Regulations are as problematic as they are because governments go on fishing expeditions to enforce them, using even the slightest violation as leverage for a rights-violating shakedown.  You don’t cater a gay wedding?  You’re fined $130,000 and are forced out of business.  Toilet paper in the restaurant’s restrooms a quarter-of-an-inch wider than regulations allow?  $500 fine per day the violation persists and up to five years’ imprisonment upon conviction… and on and on.

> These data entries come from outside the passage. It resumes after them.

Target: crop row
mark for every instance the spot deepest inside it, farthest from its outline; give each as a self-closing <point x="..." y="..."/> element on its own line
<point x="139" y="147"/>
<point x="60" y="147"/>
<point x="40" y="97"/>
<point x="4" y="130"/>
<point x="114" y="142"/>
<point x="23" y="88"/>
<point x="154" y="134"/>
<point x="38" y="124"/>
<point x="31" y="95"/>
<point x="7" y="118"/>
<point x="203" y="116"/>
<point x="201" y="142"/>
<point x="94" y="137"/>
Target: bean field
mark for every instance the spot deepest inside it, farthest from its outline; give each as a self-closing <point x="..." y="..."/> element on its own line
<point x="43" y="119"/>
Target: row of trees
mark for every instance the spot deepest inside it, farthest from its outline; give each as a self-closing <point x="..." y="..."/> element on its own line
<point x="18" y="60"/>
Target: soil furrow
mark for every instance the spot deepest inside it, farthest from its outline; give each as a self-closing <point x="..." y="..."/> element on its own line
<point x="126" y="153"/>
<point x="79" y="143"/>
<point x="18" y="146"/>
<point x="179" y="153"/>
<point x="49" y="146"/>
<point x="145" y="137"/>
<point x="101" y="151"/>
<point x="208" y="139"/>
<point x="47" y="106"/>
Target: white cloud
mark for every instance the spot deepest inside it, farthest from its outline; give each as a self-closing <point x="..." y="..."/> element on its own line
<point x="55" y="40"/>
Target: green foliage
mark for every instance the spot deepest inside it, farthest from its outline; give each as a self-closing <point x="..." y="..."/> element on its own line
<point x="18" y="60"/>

My solution to this: regulations should be unenforceable.  Refuse to cater a gay wedding and someone doesn’t like it?  They can complain all they like but they can’t prosecute, since no violations of rights have occurred… and the government can’t prosecute on its own, either.  If a business kills or kidnaps someone, steals his property or defrauds him, that’s one thing – but if it simply refuses to associate with him such as by refusing to cater his wedding, that’s definitely another. Refuse to buy health insurance?  The IRS should have no ability to do anything to you. Etc.

Of course, if someone could show that a particular regulation does protect rights to life, liberty, or property and he has suffered a violation of such a right, by all means he should be able to sue or press charges.  But this is not what is done with regulations; rather, they are for the aforementioned purpose of providing leverage to a government for shaking down politically incorrect individuals and businesses regardless of whether an actual violation of rights has occurred.

Making regulations unenforceable would take away the incentive of special interests to turn the officials they donate to into their own hired guns to force their will on everyone.  Elected officials would be free to do their proper job; pass laws that protect individual rights, then they won’t get sidetracked into ‘bringing home the bacon’.